The transistors are MJE340 and MJE350 and NPN and PNP pair. I am using these since I need to be able to switch a good 100- 120.
I intend this stage to feed a LC filter to make the whole thing a class D amplifier, I want to pass a 33kHz PWM that will be demodulated through the filter.
to start with I send 50% duty cycle square wave through the input, I've noticed the following while reading the voltage at the emitter end.
The 'ON' time reduces with increased frequency, gradually reducing and turning close to a pulse/impulse around 15kHz and then disappearing altogether.
The greater the collector resistor on the first stage, the worse the above effect gets even at even lower frequencies.
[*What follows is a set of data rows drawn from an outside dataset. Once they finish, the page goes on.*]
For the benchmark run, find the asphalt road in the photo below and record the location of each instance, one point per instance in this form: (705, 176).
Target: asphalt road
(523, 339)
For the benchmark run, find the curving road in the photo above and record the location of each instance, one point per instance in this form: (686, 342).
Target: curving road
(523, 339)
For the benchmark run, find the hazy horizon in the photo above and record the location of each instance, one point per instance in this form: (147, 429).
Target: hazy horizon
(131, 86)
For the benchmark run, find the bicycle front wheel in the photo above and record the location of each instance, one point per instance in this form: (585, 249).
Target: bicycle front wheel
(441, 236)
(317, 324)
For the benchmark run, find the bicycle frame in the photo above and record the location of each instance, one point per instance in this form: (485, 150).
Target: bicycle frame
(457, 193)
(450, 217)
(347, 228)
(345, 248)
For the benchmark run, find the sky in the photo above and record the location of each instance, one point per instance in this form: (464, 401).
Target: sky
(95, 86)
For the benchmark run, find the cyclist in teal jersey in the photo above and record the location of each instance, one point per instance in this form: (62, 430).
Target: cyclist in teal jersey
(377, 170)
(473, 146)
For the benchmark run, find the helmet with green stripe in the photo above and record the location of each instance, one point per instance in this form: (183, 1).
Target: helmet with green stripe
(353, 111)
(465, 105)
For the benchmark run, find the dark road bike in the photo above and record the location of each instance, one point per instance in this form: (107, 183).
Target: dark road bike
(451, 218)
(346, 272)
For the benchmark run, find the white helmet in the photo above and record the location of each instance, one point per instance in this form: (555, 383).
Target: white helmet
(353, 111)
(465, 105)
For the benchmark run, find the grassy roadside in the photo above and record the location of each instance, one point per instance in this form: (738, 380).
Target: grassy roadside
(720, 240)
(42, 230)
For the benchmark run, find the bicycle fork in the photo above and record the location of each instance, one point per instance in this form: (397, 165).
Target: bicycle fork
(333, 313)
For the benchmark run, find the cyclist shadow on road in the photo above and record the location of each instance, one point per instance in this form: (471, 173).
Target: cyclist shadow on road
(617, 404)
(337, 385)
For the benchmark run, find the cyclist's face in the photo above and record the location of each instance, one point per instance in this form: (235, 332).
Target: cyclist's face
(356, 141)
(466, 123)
Removing DC (Voltage was 0 to 5 volts DC) offset at the signal (voltage -2.5 to + 2.5) seems to fix the problem and I can see 50% duty cycle square wave all the way till 55kHz. This works but I'm not sure how to accomplish this, not sure a coupling capacitor at the base would do the trick since I don't quite see a way for it to discharge through the PN junction at the base.
What would best explain this behavior and what can I do about this?
Using this as a haptic actuator, it's a PowerHap 1919 and the source voltage goes all the way up to 120 volts max. I intend this as a class D amplifier, I have an LC low pass filter that works well enough with the actuator. If only I could get a 100 volt PWM signal into that, all would be good.